Das Modell der „Neuen Arbeit“ von Frithjof Bergmann greift diesen Mangel auf und stellt den Menschen wieder mehr in den Vordergrund. Dabei geht es um mehr als nur um eine Korrektur der heutigen Arbeitsmarktregelungen. Dr. Hans Meves vom Verein Neue Arbeit – Neue Kultur Kiel e.V. erklärt dazu, dass es vielmehr um eine neue Kultur geht, in der Arbeit mehr ist als nur Lohnarbeit. Neben dieser „abhängigen“ Arbeit sollte jeder Mensch auch genügend Zeit und Raum haben für eine „eigene“ Arbeit, ob nun im Bereich Selbstversorgung oder Ehrenamt. Erste „Zentren für Neue Arbeit“ auf der ganzen Welt setzen diese Ideen in gelebte Praxis um und überzeugen nicht zuletzt über ihre hohe Innovationskraft bei der Entwicklung von nachhaltigen Produkten.

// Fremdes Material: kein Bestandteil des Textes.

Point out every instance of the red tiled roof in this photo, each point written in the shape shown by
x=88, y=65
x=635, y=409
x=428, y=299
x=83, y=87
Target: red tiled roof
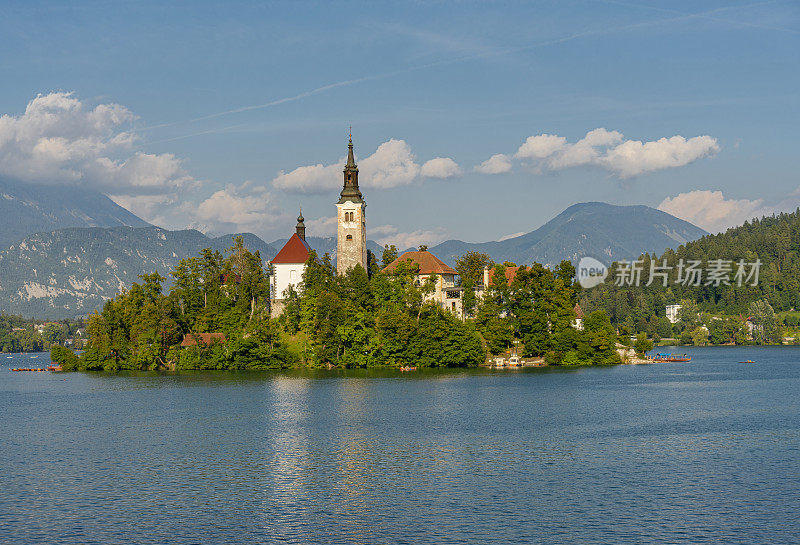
x=294, y=251
x=428, y=263
x=205, y=339
x=511, y=273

Und damit ist die Diskussion über Neue Arbeit bei ihrem eigentlichen Ausgangspunkt – dem Green New Deal – angekommen. Wie verändert eine öko-soziale Wirtschaftsweise, mit dem Anspruch global nachhaltig zu handeln, die Arbeitswelt? Wie kann unter Berücksichtigung der ökologischen Grenzen jeder Mensch ein angemessenes Einkommen erwirtschaften? Diese grundsätzlichen Fragestellungen führten zu der Forderung, zunächst eine Landkarte von guten Beispielen für Schleswig-Holstein zu erstellen, um mögliche Lösungen besser greifbar zu machen. Für die Auswahl geeigneter Leuchttürme soll zunächst ein Kriterienkatalog aufgestellt werden. Nach der Auswahl sollen einzelne Leuchttürme in Veranstaltungen präsentiert und Möglichkeiten der Verbreitung diskutiert werden.

Parallel dazu soll an Visionen gearbeitet werden, im Rahmen der Umsetzung des Green New Deal den Arbeitmarkt qualitativ zu verändern. Davon sollen dann erforderliche Veränderungen der arbeitsmarktpolitischen Rahmenbedingungen abgeleitet werden. Hier könnte die Studie der Heinrich-Böll-Stiftung “Strukturwandel und Klimaschutz: Wie Klimapolitik Wirtschaft und Arbeitswelt verändert” wichtige Impulse geben.